By Chioma Obinna
The Chief Medical Director of Lagos State University Teaching Hospital, LASUTH, Professor Wale Oke, yesterday announced the 2nd successful kidney transplants performed by a team of indigenous medical experts in the hospital.
Oke who explained that the feat was the second successful kidney transplant by the hospital said the institution has perfected plans to make the it a routine.
At a press conference, he stated that the kidney transplant birthed following the state government’s determination to stem medical tourism.
According to him, “60 percent of patients seen on wheel chair at international airport here in Lagos have to do with kidney issues, and most of them are going to India or the US for transplant. A lot of foreign exchange are also involved.

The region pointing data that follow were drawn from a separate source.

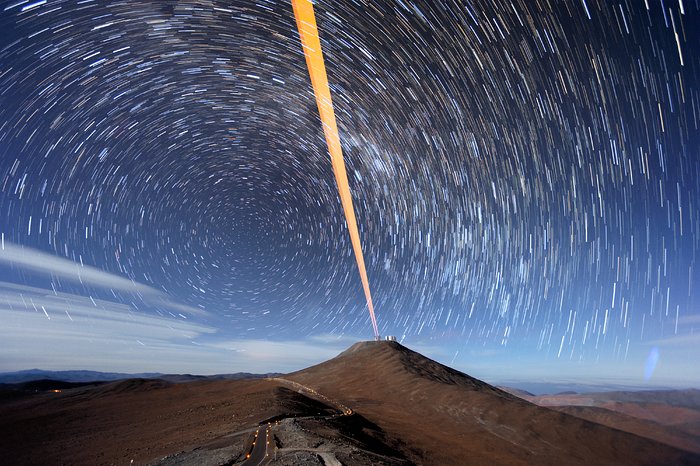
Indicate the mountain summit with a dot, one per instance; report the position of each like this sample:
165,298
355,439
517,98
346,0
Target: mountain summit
375,403
438,415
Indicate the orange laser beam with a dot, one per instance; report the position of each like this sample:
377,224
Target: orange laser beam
308,32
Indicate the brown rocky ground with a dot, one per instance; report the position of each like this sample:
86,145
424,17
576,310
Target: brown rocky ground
406,409
437,415
668,416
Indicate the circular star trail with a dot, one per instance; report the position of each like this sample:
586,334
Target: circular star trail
525,173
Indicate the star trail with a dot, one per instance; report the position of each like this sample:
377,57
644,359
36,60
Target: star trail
525,174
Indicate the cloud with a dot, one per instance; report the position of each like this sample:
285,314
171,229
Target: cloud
41,262
61,331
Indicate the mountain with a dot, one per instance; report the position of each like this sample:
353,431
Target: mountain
441,416
30,375
669,416
376,403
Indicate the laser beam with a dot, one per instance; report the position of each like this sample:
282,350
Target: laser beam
308,33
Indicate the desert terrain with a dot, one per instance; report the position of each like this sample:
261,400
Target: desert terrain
376,403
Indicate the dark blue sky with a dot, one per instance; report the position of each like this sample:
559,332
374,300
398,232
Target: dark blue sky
525,176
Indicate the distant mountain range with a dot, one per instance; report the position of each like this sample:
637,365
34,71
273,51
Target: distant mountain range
30,375
375,403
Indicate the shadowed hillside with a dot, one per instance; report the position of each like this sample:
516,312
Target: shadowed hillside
441,416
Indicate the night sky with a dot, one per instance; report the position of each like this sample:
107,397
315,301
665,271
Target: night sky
525,174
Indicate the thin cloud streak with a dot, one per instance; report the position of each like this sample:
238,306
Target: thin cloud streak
41,262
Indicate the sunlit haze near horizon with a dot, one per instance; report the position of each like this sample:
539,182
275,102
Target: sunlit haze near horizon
525,175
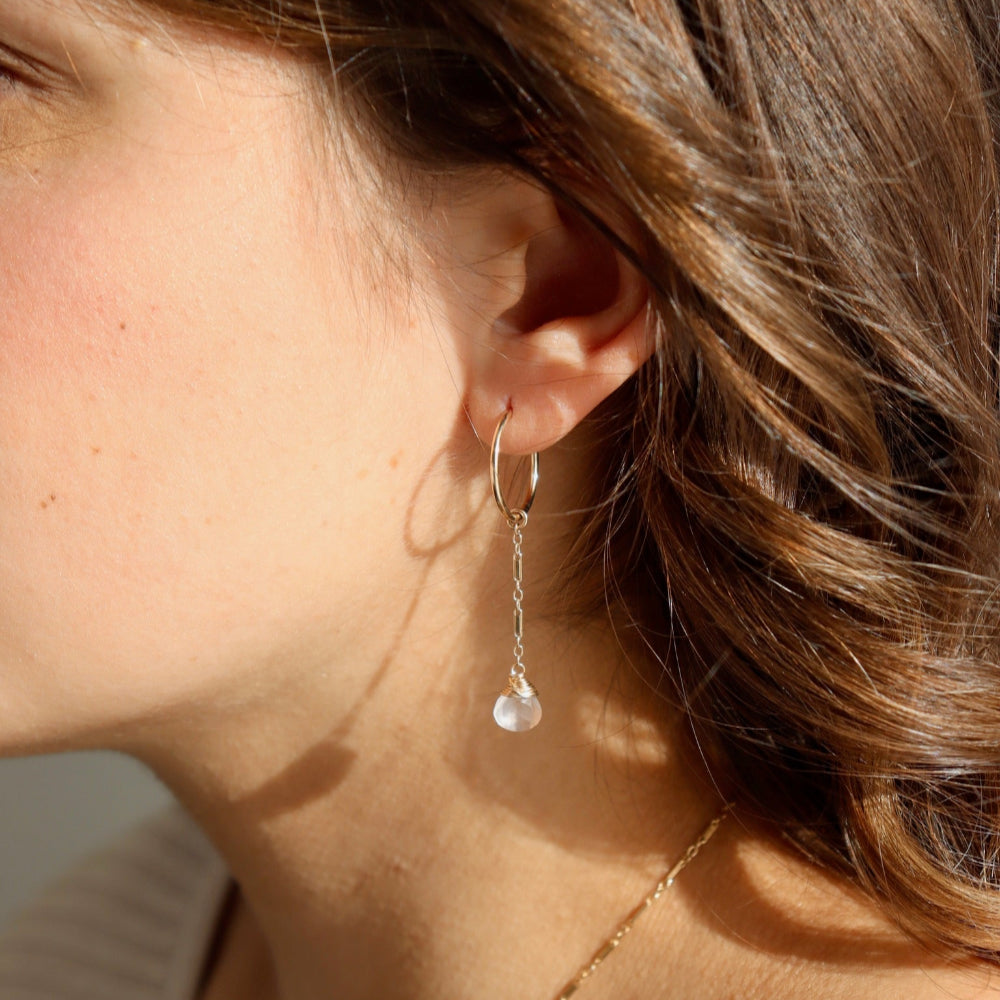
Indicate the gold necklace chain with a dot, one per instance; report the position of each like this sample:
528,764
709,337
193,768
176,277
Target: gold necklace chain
658,890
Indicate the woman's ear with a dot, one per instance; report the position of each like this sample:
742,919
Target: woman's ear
576,330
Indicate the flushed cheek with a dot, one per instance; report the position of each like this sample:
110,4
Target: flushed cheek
145,376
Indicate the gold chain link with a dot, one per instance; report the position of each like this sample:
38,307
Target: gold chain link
626,925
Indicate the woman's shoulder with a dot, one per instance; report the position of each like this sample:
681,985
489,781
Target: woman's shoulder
133,920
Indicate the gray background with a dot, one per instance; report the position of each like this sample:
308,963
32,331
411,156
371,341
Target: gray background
55,809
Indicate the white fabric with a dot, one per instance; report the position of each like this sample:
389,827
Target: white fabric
132,922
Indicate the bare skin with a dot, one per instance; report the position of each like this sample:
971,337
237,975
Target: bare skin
248,538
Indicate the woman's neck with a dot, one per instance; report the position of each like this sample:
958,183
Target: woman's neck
420,851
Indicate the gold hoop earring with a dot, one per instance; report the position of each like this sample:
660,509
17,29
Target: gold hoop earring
518,708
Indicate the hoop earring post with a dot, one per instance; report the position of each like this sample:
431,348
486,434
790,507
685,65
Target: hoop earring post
518,708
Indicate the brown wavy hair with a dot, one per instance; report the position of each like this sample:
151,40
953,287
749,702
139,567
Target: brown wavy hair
803,476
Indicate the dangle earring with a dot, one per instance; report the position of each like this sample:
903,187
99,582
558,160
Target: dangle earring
517,709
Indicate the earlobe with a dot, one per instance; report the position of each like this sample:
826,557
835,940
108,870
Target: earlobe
577,332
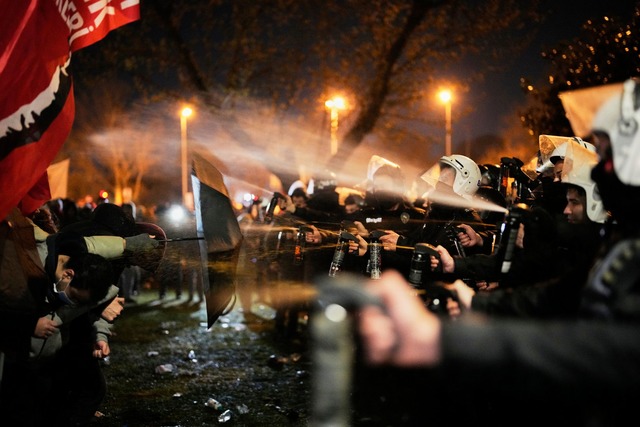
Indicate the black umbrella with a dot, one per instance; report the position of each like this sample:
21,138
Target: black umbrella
216,222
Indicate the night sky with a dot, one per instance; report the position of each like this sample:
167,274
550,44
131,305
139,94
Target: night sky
497,99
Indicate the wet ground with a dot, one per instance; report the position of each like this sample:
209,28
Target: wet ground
168,369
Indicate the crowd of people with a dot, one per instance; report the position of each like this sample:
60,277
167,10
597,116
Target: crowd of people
504,294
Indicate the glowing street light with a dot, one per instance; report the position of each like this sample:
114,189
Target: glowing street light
446,97
185,113
334,105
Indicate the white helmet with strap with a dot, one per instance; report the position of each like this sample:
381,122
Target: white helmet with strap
619,118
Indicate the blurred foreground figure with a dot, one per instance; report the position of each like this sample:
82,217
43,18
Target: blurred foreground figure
579,371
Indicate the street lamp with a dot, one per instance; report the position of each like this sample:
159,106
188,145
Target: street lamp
446,97
184,114
334,105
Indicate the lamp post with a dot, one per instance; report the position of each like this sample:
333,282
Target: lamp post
446,97
185,113
334,105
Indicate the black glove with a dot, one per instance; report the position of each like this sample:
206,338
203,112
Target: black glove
140,243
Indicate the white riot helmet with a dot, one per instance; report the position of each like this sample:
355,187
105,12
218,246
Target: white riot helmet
578,163
552,148
560,152
468,176
619,118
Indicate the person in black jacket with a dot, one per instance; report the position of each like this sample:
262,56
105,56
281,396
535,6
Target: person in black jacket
584,370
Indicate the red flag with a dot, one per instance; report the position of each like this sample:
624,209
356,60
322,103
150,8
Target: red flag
37,106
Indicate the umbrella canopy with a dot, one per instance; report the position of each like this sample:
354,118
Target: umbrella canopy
220,248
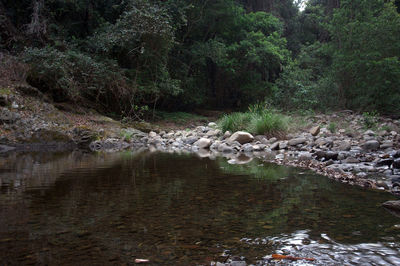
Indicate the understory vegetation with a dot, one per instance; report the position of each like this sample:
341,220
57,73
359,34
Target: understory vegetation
134,58
257,120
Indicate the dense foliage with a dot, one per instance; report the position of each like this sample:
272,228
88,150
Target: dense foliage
130,56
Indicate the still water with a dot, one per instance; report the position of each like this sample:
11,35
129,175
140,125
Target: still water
178,209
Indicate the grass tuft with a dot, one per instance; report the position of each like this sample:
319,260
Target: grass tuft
264,122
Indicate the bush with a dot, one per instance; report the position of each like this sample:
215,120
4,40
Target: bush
257,122
77,77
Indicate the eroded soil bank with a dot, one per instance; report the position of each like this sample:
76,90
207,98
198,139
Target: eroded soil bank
336,145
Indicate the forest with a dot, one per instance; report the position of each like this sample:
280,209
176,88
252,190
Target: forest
132,57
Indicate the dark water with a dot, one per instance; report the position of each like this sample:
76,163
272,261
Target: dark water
104,209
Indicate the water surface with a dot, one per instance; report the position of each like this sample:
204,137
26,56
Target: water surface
80,208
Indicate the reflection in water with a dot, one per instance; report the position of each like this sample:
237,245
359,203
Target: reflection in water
182,210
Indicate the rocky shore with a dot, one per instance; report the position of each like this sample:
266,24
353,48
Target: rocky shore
350,153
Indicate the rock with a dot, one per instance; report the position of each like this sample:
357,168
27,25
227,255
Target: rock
351,160
386,144
282,145
203,143
315,130
305,156
344,146
392,204
274,146
371,145
241,137
4,101
272,140
227,134
396,164
215,145
5,148
297,141
190,140
247,147
224,148
9,117
382,184
328,155
369,133
213,133
152,134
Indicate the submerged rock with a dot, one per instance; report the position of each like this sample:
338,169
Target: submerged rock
241,137
203,143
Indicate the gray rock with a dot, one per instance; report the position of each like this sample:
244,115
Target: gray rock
9,117
5,148
328,155
247,147
386,144
241,137
190,140
351,160
215,145
282,145
274,146
344,146
224,148
203,143
315,130
396,164
369,132
371,145
297,141
393,205
272,140
305,156
227,134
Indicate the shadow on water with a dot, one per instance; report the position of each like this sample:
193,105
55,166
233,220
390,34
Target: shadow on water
72,208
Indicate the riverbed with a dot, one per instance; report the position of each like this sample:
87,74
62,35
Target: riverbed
178,209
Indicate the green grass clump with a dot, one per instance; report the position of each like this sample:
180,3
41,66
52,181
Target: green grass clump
180,117
263,122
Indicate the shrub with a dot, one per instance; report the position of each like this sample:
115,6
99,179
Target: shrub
256,121
75,76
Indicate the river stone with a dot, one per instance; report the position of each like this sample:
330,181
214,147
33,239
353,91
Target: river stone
371,145
272,140
274,146
369,133
328,155
396,164
241,137
315,130
297,141
392,204
351,160
190,140
305,156
215,145
282,145
203,143
9,117
344,146
224,148
386,144
247,147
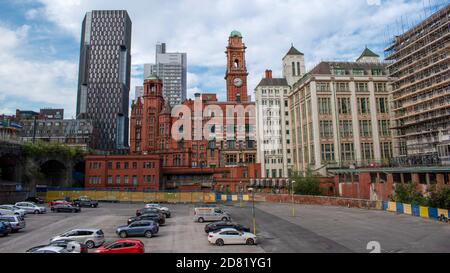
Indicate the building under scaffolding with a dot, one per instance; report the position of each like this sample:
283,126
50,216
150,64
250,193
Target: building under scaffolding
421,91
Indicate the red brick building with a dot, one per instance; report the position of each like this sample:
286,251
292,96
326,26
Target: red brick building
202,144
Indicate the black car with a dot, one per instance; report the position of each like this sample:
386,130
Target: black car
148,216
150,210
219,225
60,243
35,200
65,208
85,201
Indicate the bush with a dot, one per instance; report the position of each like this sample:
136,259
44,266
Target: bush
306,185
439,198
408,193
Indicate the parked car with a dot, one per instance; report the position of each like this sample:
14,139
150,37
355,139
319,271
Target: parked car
5,228
150,210
149,217
164,210
51,249
30,207
70,245
14,209
122,246
17,223
35,200
85,201
212,227
59,202
65,208
210,214
90,237
231,236
138,228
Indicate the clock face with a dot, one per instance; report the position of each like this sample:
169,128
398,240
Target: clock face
237,82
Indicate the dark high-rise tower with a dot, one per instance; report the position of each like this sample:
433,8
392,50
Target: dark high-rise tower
104,76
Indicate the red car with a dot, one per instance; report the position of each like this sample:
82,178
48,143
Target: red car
60,202
122,246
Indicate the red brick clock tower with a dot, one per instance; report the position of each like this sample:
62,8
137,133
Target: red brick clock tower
236,75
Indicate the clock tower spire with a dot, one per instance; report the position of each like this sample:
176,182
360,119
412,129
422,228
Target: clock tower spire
236,75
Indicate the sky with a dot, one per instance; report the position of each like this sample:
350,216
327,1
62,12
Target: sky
40,39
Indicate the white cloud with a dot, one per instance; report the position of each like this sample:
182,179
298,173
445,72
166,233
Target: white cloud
321,29
24,81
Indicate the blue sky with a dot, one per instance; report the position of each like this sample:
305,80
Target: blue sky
39,48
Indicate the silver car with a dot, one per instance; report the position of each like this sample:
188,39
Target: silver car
31,207
51,249
90,237
16,221
14,209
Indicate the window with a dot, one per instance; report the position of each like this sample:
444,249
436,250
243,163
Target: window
344,106
383,127
346,128
339,71
358,72
327,152
362,87
324,106
323,86
367,151
380,87
386,150
342,87
382,105
377,72
365,128
347,152
363,106
326,128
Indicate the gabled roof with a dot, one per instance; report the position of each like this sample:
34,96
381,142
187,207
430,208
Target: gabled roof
273,82
293,51
367,53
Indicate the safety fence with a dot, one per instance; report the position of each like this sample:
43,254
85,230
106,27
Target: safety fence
415,210
142,196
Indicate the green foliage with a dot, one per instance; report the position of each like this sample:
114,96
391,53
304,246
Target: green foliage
47,148
439,198
408,193
308,184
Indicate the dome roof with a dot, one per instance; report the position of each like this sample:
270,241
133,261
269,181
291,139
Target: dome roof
236,33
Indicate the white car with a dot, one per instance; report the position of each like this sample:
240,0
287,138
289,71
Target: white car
231,236
14,209
164,210
31,207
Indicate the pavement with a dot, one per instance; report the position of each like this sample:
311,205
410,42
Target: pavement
313,229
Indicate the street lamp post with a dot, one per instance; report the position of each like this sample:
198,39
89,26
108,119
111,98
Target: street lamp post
292,194
253,209
241,191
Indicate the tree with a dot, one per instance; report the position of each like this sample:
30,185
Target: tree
408,193
308,184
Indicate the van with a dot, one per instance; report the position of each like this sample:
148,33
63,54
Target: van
202,214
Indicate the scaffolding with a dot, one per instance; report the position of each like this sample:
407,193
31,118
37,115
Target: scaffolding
420,73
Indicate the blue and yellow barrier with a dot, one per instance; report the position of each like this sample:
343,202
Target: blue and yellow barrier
414,210
141,196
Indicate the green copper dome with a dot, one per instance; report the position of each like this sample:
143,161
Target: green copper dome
236,33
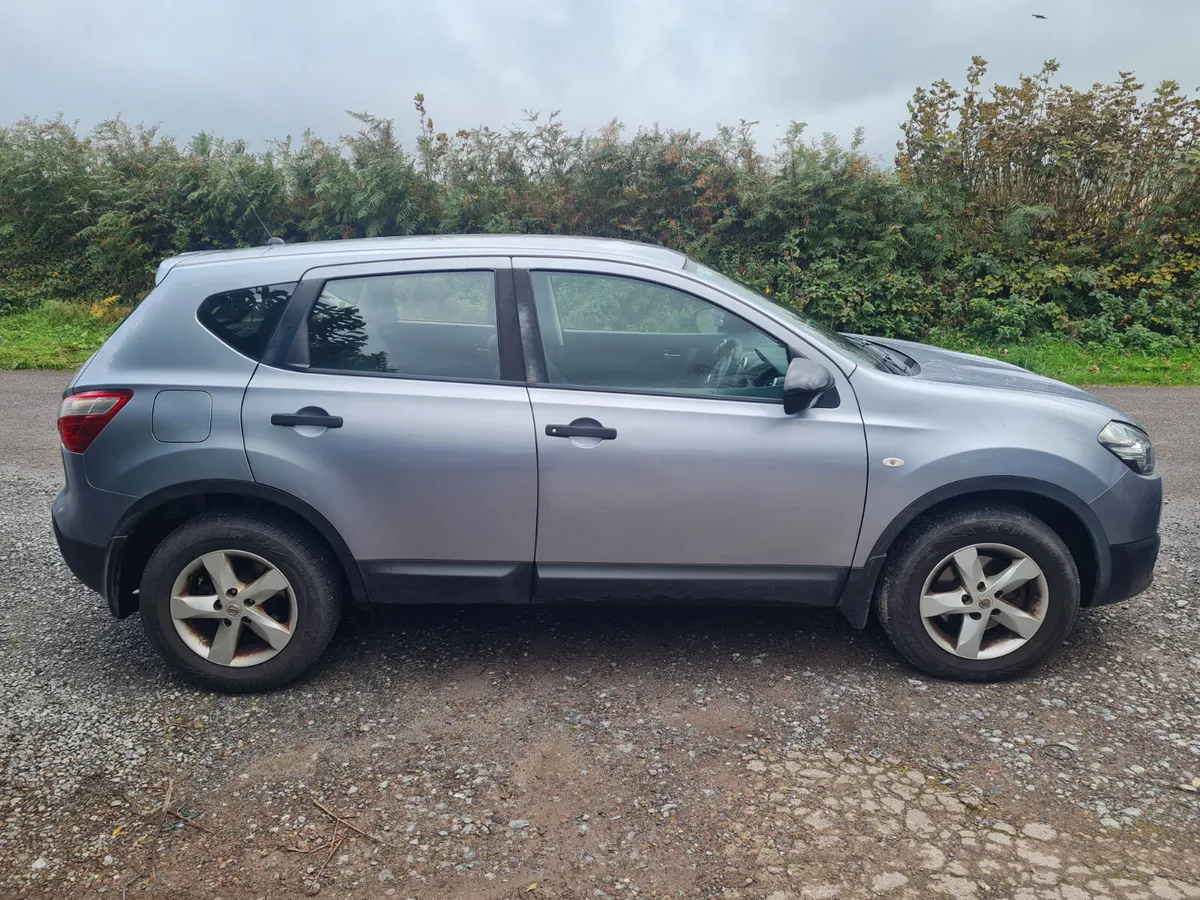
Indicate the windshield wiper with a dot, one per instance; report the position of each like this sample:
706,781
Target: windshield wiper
881,353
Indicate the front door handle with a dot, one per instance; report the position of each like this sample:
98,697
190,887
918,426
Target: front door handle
318,418
581,431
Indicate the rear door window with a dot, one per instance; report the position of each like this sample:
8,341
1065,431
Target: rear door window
414,324
246,318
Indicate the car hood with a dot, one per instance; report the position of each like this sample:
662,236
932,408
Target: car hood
952,367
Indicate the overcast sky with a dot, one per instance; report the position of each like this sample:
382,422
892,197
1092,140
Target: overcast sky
259,70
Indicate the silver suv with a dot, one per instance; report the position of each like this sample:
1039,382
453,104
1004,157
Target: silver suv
277,431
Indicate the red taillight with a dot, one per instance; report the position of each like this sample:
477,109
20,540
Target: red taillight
82,417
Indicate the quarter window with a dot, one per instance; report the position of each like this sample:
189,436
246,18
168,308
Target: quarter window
246,318
423,325
612,331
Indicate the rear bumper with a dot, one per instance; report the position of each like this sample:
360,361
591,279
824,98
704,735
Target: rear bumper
87,562
1133,569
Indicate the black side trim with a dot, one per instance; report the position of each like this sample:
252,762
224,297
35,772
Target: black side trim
198,491
415,581
859,593
508,328
299,305
85,561
531,331
1133,570
801,585
121,606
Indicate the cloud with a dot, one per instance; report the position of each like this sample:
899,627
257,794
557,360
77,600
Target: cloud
262,71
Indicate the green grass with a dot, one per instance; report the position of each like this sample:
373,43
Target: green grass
63,335
55,335
1075,364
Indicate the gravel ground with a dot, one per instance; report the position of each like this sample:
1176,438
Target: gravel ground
501,753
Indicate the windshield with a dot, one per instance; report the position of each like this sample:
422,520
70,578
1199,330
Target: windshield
807,327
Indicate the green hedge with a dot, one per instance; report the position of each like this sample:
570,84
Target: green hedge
1026,210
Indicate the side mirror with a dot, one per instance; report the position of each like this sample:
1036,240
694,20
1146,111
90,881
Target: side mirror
804,384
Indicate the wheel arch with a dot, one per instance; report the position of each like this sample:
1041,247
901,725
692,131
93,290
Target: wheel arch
148,521
1071,517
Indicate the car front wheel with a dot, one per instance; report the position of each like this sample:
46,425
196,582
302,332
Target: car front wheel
240,604
978,594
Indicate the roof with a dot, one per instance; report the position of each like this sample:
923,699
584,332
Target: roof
447,244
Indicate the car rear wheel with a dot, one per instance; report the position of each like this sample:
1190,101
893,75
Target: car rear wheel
240,604
978,594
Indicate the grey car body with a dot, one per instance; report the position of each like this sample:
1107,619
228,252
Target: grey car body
456,490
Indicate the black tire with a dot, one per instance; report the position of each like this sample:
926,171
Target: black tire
306,564
929,541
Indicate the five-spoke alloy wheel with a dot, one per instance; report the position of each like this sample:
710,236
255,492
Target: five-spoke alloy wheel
240,604
978,594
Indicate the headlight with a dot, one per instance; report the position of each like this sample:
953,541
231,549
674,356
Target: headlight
1131,445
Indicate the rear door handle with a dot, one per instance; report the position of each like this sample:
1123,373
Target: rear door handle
321,420
581,431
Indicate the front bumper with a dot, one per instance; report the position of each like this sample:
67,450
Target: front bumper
1133,569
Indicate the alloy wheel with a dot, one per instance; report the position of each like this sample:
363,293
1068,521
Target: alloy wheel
233,609
984,601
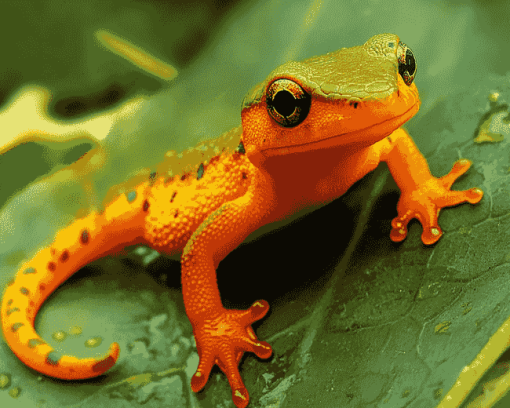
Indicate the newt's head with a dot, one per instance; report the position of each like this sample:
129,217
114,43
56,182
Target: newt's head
354,96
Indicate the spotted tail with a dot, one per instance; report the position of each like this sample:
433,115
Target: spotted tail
81,242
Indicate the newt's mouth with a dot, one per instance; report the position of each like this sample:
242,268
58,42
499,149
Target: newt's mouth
358,139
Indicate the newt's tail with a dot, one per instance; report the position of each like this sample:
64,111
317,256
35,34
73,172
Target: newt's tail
81,242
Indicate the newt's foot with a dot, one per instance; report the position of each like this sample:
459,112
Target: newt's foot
223,341
426,201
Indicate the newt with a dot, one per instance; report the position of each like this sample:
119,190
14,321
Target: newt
308,132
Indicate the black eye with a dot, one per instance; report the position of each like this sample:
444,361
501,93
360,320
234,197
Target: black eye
406,63
287,103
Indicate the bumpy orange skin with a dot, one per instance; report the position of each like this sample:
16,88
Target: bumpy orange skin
226,189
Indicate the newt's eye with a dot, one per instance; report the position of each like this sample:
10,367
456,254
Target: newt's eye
287,103
406,63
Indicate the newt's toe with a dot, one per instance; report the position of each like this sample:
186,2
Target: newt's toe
222,341
425,200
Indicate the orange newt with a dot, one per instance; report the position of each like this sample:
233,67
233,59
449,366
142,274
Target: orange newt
309,131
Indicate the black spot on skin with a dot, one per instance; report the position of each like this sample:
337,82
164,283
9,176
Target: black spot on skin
65,256
131,196
53,357
10,311
240,148
16,326
84,238
103,365
32,343
200,171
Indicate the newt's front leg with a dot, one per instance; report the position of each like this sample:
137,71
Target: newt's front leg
222,335
423,195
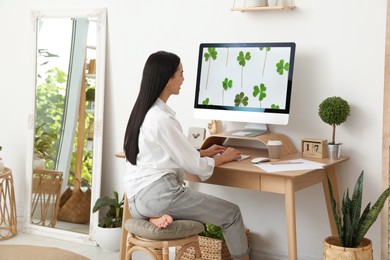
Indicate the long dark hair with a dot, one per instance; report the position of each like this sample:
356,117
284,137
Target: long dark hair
159,68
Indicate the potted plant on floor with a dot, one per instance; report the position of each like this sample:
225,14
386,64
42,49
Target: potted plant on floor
212,244
334,111
108,232
352,224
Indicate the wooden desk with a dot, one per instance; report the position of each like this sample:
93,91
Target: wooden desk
242,174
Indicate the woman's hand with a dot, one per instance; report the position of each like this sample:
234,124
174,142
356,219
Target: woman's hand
212,150
229,155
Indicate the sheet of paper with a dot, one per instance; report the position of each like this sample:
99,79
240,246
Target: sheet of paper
290,165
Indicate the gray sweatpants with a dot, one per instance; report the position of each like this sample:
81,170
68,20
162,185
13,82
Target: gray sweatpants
168,196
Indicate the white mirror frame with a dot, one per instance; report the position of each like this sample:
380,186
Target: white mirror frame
99,14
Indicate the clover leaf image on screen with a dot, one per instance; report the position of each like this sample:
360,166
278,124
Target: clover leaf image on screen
253,77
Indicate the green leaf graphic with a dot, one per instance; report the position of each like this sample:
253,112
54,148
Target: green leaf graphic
241,99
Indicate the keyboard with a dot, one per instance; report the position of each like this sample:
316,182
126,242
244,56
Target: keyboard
243,157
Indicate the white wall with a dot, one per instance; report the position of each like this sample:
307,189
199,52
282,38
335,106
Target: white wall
340,51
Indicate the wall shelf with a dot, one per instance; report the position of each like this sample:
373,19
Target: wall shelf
263,8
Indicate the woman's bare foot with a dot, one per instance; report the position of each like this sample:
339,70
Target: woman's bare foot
162,222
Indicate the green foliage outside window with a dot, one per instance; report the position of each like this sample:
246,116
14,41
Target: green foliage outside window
50,102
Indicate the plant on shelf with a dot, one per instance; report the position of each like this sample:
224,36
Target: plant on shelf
113,217
43,142
352,224
108,232
334,111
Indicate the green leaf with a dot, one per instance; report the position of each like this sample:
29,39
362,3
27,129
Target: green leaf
227,83
281,67
241,99
242,58
372,215
212,53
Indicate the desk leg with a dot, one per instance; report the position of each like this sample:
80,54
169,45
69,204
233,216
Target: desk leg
126,216
290,220
331,173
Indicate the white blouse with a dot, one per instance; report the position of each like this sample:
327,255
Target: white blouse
163,148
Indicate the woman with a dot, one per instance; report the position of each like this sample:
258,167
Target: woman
158,154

“One thing unique about this exercise is that the experts were all Nigerians and from LASUTH apart from one”
The elated Chief Medical Director who explained that a total of two successful transplants were carried out at an affordable cost.
He disclosed that the surgery was not free but at minimal cost of about N4.5 million compare to N8 million charged elsewhere.
Warning that LASUTH would not accept commercial donors for organ transplant, said right now the cost of the surgery covers cost of drugs for a period of six months.
“What we are doing now is family donation. We are also looking at going into heart transplant. We encourage Nigerians to come to the hospital for their kidney transplant at an affordable cost.,” he added.
Speaking, the leader of the team, an Associate Professor of Medicine and Consultant Nephrologist, Dr Olugbenga. Awobusuyi said the team is not limiting services to kidney transplant but expanding to heart and other organ transplants.
He said the two transplants which involved four patients lasted for about seven hours.
Awobusuyi said the patients are recuperating in the ward and would be discharge by next week.
He regretted that many transplant patients are on the waiting list for donors while those with ready donors have no money to perform the surgery.
“Our challenge is lack of donors. Right now, we are using only family donor. We don’t accept commercial donors. Unfortunately many of these patients are on dialysis due to lack of donors and some of them are dying,” he stated.